At the same time, millions of parents and kids around the world are facing a much more serious set of concerns: Will they have sufficient food to feed their families? What will they do if one of the children gets sick? Can they afford to send their kids to school?
The difference between these sets of questions might explain why the Council of Science Editors has organized a Global Theme Issue on Poverty and Human Development for October 2007. This issue of Canadian Family Physician, along with more than 200 other journals, focuses on this topic.
A commentary from the International Health Committee of the College of Family Physicians of Canada, which is in this issue (page 1853), is entitled “Degrees of engagement. Family physicians and global health.” It focuses on how family physicians can be involved at different levels and still find their involvement meaningful. I, however, would like to focus on why Canadian physicians should become involved in research, education, and patient care in the developing world. The reasons I will provide are about benefits to both the physicians themselves and to Canada as a whole.
No list of reasons is a substitute for personal experience. My eyes were opened almost 10 years ago by colleagues from the developing world, initially by my friend Dr Solomon Benatar, the former Chair of Medicine at the University of Cape Town, and especially by my close collaborator and friend Dr Abdallah Daar, a Tanzanian-born transplant surgeon who attended medical school in Uganda until he was forced out of the country as part of dictator Idi Amin’s expulsion of Asians in 1972. He subsequently became a transplant surgeon at Oxford and helped start 2 medical schools in the Middle East.
I am going to suggest there are at least 7 classes of reasons why Canadian physicians should get involved in research, education, and patient care in the developing world: ethical, scientific, economic, security, peace and diplomacy, human capital, and “making a difference.”
Ethics
One of the greatest ethical challenges in the world is the inequity in global health. In industrialized countries, life expectancy is 80 years and rising; in many parts of the developing world, especially in Africa and particularly as a result of HIV and AIDS, it’s 40 years and falling. I spent 10 years leading the University of Toronto’s Joint Centre for Bioethics. There, my colleagues and I addressed a wide range of clinical ethics issues—consent, end-of-life care, research ethics, and the like—that confront Canadian physicians on a daily basis. While these issues are important, they somehow do not rise to the same significance as the inequities in global health. Although these inequities are fundamentally an issue in justice, there is an underlying value of solidarity. If we begin to feel solidarity with those in the developing world, these inequities will be more meaningful to us and more likely to motivate us to take action.1
Scientific opportunities
As researchers and teachers, we are always looking for great opportunities and challenges. Naturally, the most interesting scientific questions are not limited to the geographical borders of Canada, and many of these questions, as well as opportunities for capacity strengthening, are in the developing world.

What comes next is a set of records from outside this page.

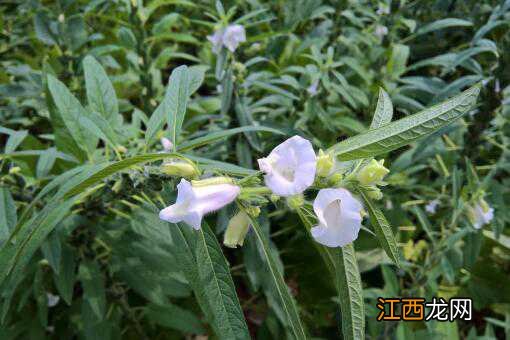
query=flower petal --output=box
[311,188,362,247]
[258,136,317,196]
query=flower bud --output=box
[287,194,305,210]
[161,159,199,178]
[117,145,127,153]
[223,211,250,248]
[466,198,494,229]
[246,206,260,217]
[367,187,382,201]
[357,159,390,185]
[317,150,335,177]
[191,176,234,187]
[161,137,174,151]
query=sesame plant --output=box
[0,0,510,339]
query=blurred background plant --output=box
[0,0,510,339]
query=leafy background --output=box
[0,0,510,339]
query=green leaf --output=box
[145,65,193,146]
[164,222,250,339]
[412,206,436,243]
[48,75,97,154]
[35,148,57,178]
[328,85,480,161]
[41,231,62,274]
[0,197,80,284]
[0,187,17,246]
[83,55,120,126]
[178,126,284,152]
[79,112,119,149]
[146,303,206,334]
[65,153,182,197]
[167,65,190,146]
[5,130,28,153]
[195,223,250,339]
[358,188,400,267]
[386,44,409,79]
[251,214,307,339]
[415,18,473,37]
[370,88,393,129]
[298,209,365,340]
[53,244,76,306]
[336,243,365,340]
[78,261,106,320]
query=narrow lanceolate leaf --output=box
[145,66,192,145]
[48,75,97,154]
[359,189,400,266]
[251,215,306,339]
[161,215,250,339]
[79,112,118,148]
[65,153,182,197]
[167,65,190,145]
[332,243,365,340]
[298,209,365,340]
[178,126,283,152]
[83,56,119,126]
[195,223,250,339]
[370,88,393,130]
[328,85,480,161]
[0,197,78,284]
[415,18,473,36]
[0,187,17,247]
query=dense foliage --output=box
[0,0,510,339]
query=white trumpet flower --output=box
[159,178,241,230]
[425,199,440,214]
[207,28,224,54]
[207,25,246,54]
[223,25,246,52]
[258,136,317,196]
[311,188,363,247]
[467,199,494,229]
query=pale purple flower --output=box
[161,137,174,151]
[223,25,246,52]
[311,188,363,247]
[374,25,388,39]
[46,293,60,308]
[376,4,390,15]
[425,199,439,214]
[306,79,319,97]
[207,28,224,54]
[467,199,494,229]
[207,25,246,54]
[159,178,241,230]
[258,136,317,196]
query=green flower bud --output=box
[246,206,260,217]
[223,211,250,248]
[357,159,390,185]
[191,176,234,187]
[367,187,382,201]
[328,172,343,186]
[317,150,335,177]
[161,159,200,178]
[287,194,305,210]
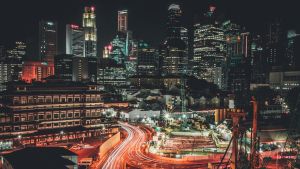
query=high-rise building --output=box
[82,6,97,57]
[0,80,118,149]
[265,21,284,70]
[250,35,268,84]
[72,57,88,82]
[22,61,54,83]
[193,6,226,88]
[66,24,85,57]
[39,20,57,63]
[54,54,74,81]
[0,41,26,91]
[160,4,188,75]
[167,4,182,39]
[72,57,97,82]
[6,41,27,60]
[109,34,127,64]
[137,41,159,76]
[118,10,128,33]
[222,21,251,94]
[285,30,300,70]
[97,58,127,86]
[0,45,5,60]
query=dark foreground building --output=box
[3,147,78,169]
[0,81,118,150]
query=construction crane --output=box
[283,94,300,168]
[217,109,248,169]
[218,97,259,169]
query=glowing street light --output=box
[165,114,170,119]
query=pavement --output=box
[97,123,220,169]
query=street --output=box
[98,123,219,169]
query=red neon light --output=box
[107,45,112,51]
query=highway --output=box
[99,123,216,169]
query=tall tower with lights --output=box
[39,20,57,63]
[118,10,128,33]
[82,6,97,57]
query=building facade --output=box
[54,54,74,81]
[66,24,85,57]
[39,20,58,64]
[0,81,118,149]
[21,61,54,83]
[160,4,188,76]
[118,10,128,33]
[193,6,226,88]
[82,6,97,57]
[137,42,159,76]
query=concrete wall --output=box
[99,132,121,158]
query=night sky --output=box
[0,0,300,52]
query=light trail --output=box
[102,123,213,169]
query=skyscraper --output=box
[222,21,250,94]
[160,4,188,75]
[193,6,226,88]
[251,35,267,84]
[54,54,76,81]
[72,57,97,82]
[82,6,97,57]
[167,4,182,39]
[6,41,27,61]
[39,20,57,63]
[137,41,159,76]
[285,30,300,70]
[66,24,85,57]
[118,10,128,33]
[265,21,284,69]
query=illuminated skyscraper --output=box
[160,4,188,75]
[286,30,300,70]
[39,20,57,63]
[265,21,284,70]
[82,6,97,57]
[118,10,128,33]
[193,6,226,88]
[66,24,85,57]
[6,41,27,60]
[137,41,159,76]
[167,4,182,39]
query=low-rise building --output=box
[2,147,78,169]
[269,71,300,92]
[0,81,118,150]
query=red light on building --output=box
[71,24,79,29]
[209,5,216,12]
[107,45,112,52]
[91,6,95,12]
[22,61,54,83]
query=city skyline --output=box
[0,0,300,53]
[0,0,300,169]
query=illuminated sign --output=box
[71,24,79,29]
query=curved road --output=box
[100,123,213,169]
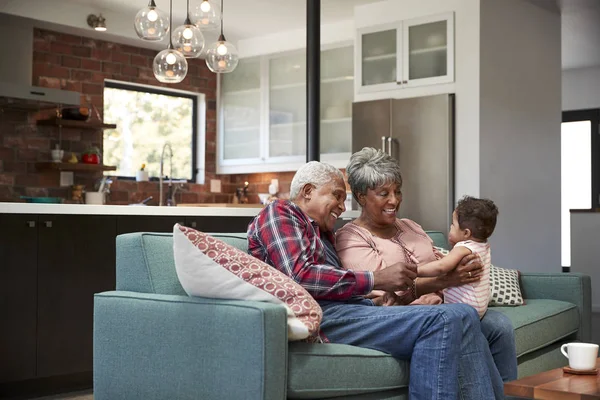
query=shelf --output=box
[270,117,352,128]
[35,161,117,171]
[223,88,260,96]
[269,76,354,90]
[224,125,260,132]
[362,53,396,62]
[36,118,117,129]
[410,46,448,56]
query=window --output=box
[561,110,600,267]
[103,80,205,183]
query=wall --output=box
[474,0,561,272]
[354,0,480,202]
[0,25,239,204]
[562,67,600,111]
[571,212,600,313]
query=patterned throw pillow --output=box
[435,247,525,306]
[489,265,525,306]
[173,224,323,341]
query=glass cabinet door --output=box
[268,52,306,158]
[220,59,261,160]
[320,46,354,155]
[358,28,401,88]
[403,15,454,84]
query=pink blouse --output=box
[335,219,442,304]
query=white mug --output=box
[560,342,598,370]
[85,192,104,204]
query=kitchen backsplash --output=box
[0,29,300,204]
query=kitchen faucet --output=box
[158,142,174,206]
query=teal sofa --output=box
[94,233,591,400]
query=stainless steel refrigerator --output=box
[352,95,454,235]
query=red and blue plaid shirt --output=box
[248,200,373,300]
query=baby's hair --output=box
[455,196,498,240]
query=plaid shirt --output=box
[248,200,373,300]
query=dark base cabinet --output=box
[0,214,38,383]
[0,214,252,399]
[37,215,116,377]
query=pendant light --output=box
[152,0,187,83]
[133,0,169,41]
[171,0,204,58]
[192,0,223,31]
[206,0,239,74]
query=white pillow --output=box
[173,224,323,341]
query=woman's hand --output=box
[439,254,483,287]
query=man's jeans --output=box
[320,300,504,400]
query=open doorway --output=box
[561,109,600,271]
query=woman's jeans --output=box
[481,308,517,382]
[320,300,504,400]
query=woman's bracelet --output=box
[410,277,419,300]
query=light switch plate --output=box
[210,179,221,193]
[60,171,73,187]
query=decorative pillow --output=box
[489,265,525,306]
[173,224,323,341]
[435,247,525,306]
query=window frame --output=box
[562,108,600,209]
[102,79,206,184]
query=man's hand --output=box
[373,263,417,292]
[440,254,483,287]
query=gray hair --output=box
[346,147,402,201]
[290,161,344,200]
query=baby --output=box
[417,196,498,318]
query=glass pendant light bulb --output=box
[206,35,239,74]
[171,0,204,58]
[133,0,169,41]
[200,0,212,12]
[152,0,188,83]
[152,48,188,83]
[205,0,240,74]
[217,43,227,56]
[146,10,158,22]
[190,0,221,31]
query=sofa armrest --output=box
[521,272,592,342]
[94,291,288,400]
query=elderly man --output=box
[248,161,503,400]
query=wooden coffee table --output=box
[504,358,600,400]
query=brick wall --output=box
[0,29,302,204]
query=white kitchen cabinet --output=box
[217,45,354,174]
[355,13,454,93]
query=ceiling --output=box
[0,0,600,69]
[559,0,600,69]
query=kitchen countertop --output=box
[0,202,360,218]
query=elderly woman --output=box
[336,147,517,382]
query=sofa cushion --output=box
[173,224,323,340]
[116,233,186,296]
[491,299,579,356]
[288,342,409,399]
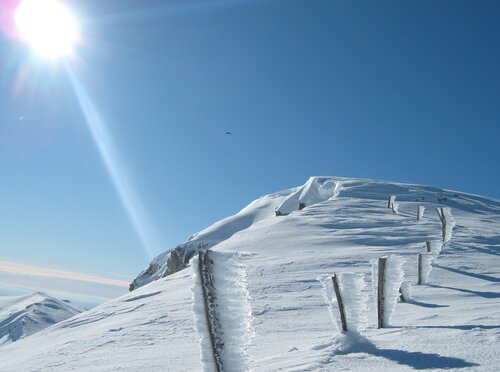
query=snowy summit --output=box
[0,292,83,346]
[0,177,500,371]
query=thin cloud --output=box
[0,261,129,287]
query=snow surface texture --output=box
[191,252,253,372]
[0,177,500,372]
[318,273,368,334]
[372,255,405,327]
[0,292,83,346]
[130,189,295,290]
[275,177,342,216]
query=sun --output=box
[15,0,78,59]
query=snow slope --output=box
[0,177,500,371]
[0,292,83,346]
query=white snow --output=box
[276,177,342,216]
[0,177,500,372]
[372,255,406,326]
[417,205,425,221]
[0,292,83,346]
[191,252,253,371]
[401,281,413,302]
[318,273,368,334]
[417,253,436,284]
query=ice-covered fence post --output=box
[399,282,411,302]
[417,253,435,285]
[372,255,405,328]
[417,205,425,221]
[387,195,396,209]
[318,273,368,336]
[417,253,424,285]
[198,251,224,372]
[191,250,254,372]
[377,257,387,328]
[332,274,347,333]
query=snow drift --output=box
[0,292,83,346]
[6,177,500,372]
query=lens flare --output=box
[15,0,78,59]
[65,65,159,259]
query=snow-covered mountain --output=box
[0,177,500,371]
[0,292,83,346]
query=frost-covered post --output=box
[377,257,387,328]
[417,253,434,285]
[399,282,412,302]
[387,195,396,209]
[318,273,368,339]
[372,255,404,328]
[332,274,347,333]
[436,207,446,242]
[198,251,224,372]
[191,250,253,372]
[417,205,425,221]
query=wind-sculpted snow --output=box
[191,252,253,372]
[0,177,500,372]
[130,190,291,290]
[276,177,342,216]
[0,292,83,346]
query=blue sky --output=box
[0,0,500,304]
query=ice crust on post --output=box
[318,273,368,334]
[436,207,456,244]
[417,205,425,221]
[191,251,254,371]
[418,253,436,284]
[371,255,406,326]
[401,281,412,302]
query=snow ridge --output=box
[275,177,342,216]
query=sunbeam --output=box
[65,64,159,259]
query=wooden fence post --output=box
[377,257,387,328]
[332,274,347,333]
[417,253,424,285]
[387,195,396,209]
[417,205,425,221]
[198,251,224,372]
[436,207,446,243]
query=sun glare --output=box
[15,0,78,59]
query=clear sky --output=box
[0,0,500,302]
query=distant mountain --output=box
[0,292,83,346]
[0,177,500,372]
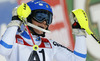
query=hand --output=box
[70,9,86,36]
[17,3,31,21]
[72,9,93,35]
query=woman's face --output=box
[32,19,47,34]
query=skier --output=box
[0,1,87,61]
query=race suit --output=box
[0,26,87,61]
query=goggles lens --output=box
[33,11,52,25]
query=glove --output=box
[70,10,86,36]
[7,6,22,27]
[17,3,31,22]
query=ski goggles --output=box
[33,10,52,25]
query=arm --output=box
[0,8,21,56]
[54,9,87,61]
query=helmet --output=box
[27,0,53,14]
[27,0,53,25]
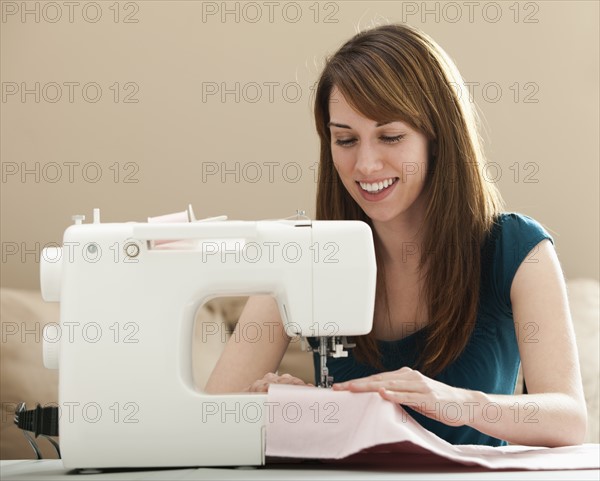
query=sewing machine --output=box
[40,209,376,468]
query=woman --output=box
[206,25,587,446]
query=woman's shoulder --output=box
[485,212,554,254]
[481,212,554,306]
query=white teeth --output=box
[359,177,398,194]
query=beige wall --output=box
[1,0,599,287]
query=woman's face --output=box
[329,87,428,222]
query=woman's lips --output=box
[356,177,399,202]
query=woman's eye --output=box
[335,139,356,147]
[379,134,404,144]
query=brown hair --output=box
[314,25,502,376]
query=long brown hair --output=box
[314,25,502,376]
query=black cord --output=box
[15,403,61,459]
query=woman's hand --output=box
[333,367,480,426]
[244,372,314,392]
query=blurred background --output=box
[0,0,600,289]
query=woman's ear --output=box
[429,140,438,160]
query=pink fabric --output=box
[266,384,600,470]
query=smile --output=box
[358,177,398,194]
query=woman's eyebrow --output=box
[327,121,392,129]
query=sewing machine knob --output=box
[42,324,61,369]
[123,242,140,257]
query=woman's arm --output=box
[204,296,304,394]
[471,240,587,446]
[334,240,587,446]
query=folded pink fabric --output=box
[266,384,600,470]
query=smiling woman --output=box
[206,25,586,446]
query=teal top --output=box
[310,213,553,446]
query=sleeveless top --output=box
[309,213,554,446]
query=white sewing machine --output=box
[41,209,376,468]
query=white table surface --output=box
[0,459,600,481]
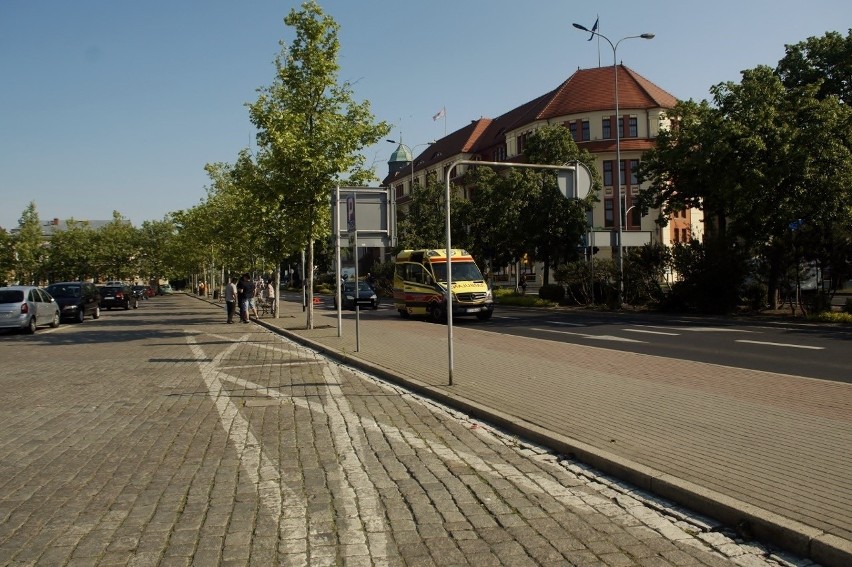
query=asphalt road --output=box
[314,297,852,383]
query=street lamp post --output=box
[573,23,654,308]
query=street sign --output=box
[346,193,356,233]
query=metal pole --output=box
[446,164,452,386]
[334,184,343,337]
[607,56,624,309]
[572,23,654,308]
[446,159,577,386]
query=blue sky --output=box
[0,0,852,229]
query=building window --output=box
[568,122,579,142]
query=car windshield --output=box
[47,285,80,297]
[343,282,373,292]
[432,262,485,282]
[0,289,24,303]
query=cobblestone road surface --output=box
[0,295,811,567]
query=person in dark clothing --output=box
[237,274,257,323]
[237,274,251,323]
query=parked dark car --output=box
[46,282,101,323]
[101,285,139,310]
[334,281,379,309]
[0,285,59,334]
[130,285,148,299]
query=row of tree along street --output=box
[0,1,852,327]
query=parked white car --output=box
[0,285,59,334]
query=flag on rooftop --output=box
[586,16,601,41]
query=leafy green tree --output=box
[397,175,465,250]
[640,60,852,308]
[139,217,177,282]
[95,211,139,281]
[47,219,97,282]
[249,1,389,328]
[777,29,852,106]
[12,202,47,284]
[0,228,15,285]
[453,166,533,270]
[521,126,600,284]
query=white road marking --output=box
[621,329,680,337]
[187,335,388,566]
[734,339,825,350]
[530,327,645,343]
[636,325,754,333]
[186,335,308,544]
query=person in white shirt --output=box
[225,278,237,323]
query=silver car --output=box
[0,285,59,334]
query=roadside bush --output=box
[538,284,565,303]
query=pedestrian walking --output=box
[225,278,237,323]
[237,273,257,323]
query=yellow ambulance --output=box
[393,249,494,322]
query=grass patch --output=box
[808,311,852,325]
[491,287,558,307]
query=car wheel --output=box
[429,303,447,323]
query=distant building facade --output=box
[383,65,703,280]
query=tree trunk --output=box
[302,239,314,329]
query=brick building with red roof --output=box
[382,65,702,282]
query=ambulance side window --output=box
[405,264,426,284]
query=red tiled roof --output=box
[383,65,677,184]
[538,65,677,120]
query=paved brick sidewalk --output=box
[261,301,852,566]
[0,294,809,567]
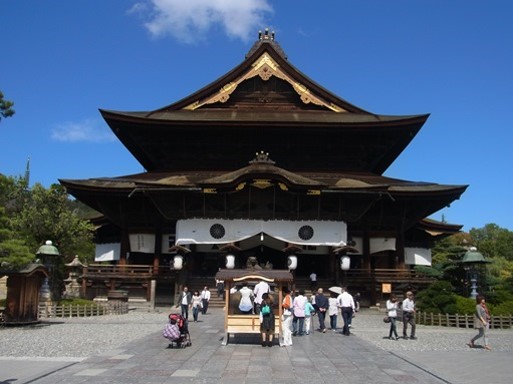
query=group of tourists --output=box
[180,286,211,322]
[180,276,491,350]
[387,291,417,340]
[281,287,359,346]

In the early 1980s, Allan Ronald and his colleagues from the University of Manitoba were studying sexually transmitted diseases among sex workers in Nairobi. Then the HIV pandemic burst onto the global scene and quickly became the focus of their work. The many researchers who have been associated with this group for more than 30 years—including Kelly MacDonald, James Blanchard, and Frank Plummer—have been at the forefront of global HIV research. Frank Plummer, who is also with the Public Health Agency of Canada, is pursuing research under the Grand Challenges in Global Health Initiative of the Bill and Melinda Gates Foundation (in partnership with the Canadian Institutes of Health Research, the Wellcome Trust, and the Foundation for the National Institutes of Health). The goal is to better understand why a subset of highly exposed sex workers do not get infected with HIV.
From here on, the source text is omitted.